On the big screen, heart attacks tend to favor older men. But in real life, more and more young people, especially women, are having them. And they come with costs that many just can’t afford.
New research from the American Heart Association’s journal Circulation showed a 10-percentage-point jump in heart attacks among young women from 1995 to 2014, suggesting a growing problem of poor lifestyle habits like unhealthy diets and lack of exercise.
But beyond the health effects, heart attack recovery and treatment deals a big financial blow. For those with health insurance, the out-of-pocket costs of a heart attack hospitalization hover around $1,600. If you’re without health insurance, you can expect medical bills over $50,000 following a heart attack, says the American Heart Association. But the costs don’t stop there.

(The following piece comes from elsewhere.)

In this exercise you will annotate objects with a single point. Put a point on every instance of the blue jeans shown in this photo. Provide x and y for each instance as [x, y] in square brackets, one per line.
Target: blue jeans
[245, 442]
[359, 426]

Why the Sky-High Price Tag?
Care for a myocardial infarction (the medical term for heart attack) isn’t a “fix it and forget it” situation. Rather, it’s a complex and long-term process that involves many specialists, visits, treatments and follow-ups. In fact, treating problems like heart attacks that derive from heart disease costs more than any other health problem, including diabetes and Alzheimer’s.
But there are opportunity costs of heart attack recovery, too. After all, a heart attack is a major, life-changing medical event; you can’t expect to just bounce back from it. So naturally, many people have some dips in their productivity — either at work (leading to unpaid days off) or at home (leading to things like paying for lawn care or house cleaning).
Meanwhile, life hums along, and so do its costs: Rent is still due. Mouths need to be fed. And the gas tank needs filling — all while medical bills pile up on the kitchen table. Given all this, it’s no surprise that about 20% of insured adults have trouble paying their medical bills.
A Hypothetical Example
Say you’re a 35-year-old woman who collapses at a friend’s birthday party. Your friends dial 911, and the ambulance takes you to the nearest hospital, where you’re admitted for five days.
Within minutes, you reach your insurance’s $1,000 deductible, which means your plan starts to cover a percentage of your costs, thanks to coinsurance. The next six months involve a series of other out-of-pocket costs, from multiple trips to the pharmacy and imaging center to follow-ups with cardiologists and two rounds of cardiac rehab.
Your doctor emphasizes that you need to keep an eye on your stress levels, so you decide to cut your hours at work from full time to part time — but less work means less pay, and your savings is shrinking. Your in-laws have thoughtfully helped out, but it’s difficult to take their money, and even more difficult to admit that you need it.
Enter Supplemental Insurance
For everyone — but especially younger folks with smaller savings — supplemental plans like critical illness insurance can help. These policies dole out lump sum benefits for designated health issues like a heart attack or cancer.
If you, the 35-year-old hypothetical patient, had purchased critical illness insurance before your collapse, you might have been able to start the claims process as soon as you left the hospital. Some policies pay a cash sum up to $20,000 (or more) for a heart attack, with recurrence benefits if you unfortunately get another heart attack down the road. To be clear, that’s a check made out to your name that you can use in whatever way you like, from paying hospital bills to putting food on the table.
In many cases, that check might cover the full costs of your heart attack recovery, or at least a big chunk of it. And if there’s any left over, it’s yours to keep, no strings attached. Of course, nobody would ever ask for a heart attack — young or old, man or woman — but if it happens, you’ll want to focus on getting better, not stressing about the costs.
So consider adding a supplemental plan to your insurance portfolio. Let’s hope you never need it, but if you do, you’ll certainly be glad you have it.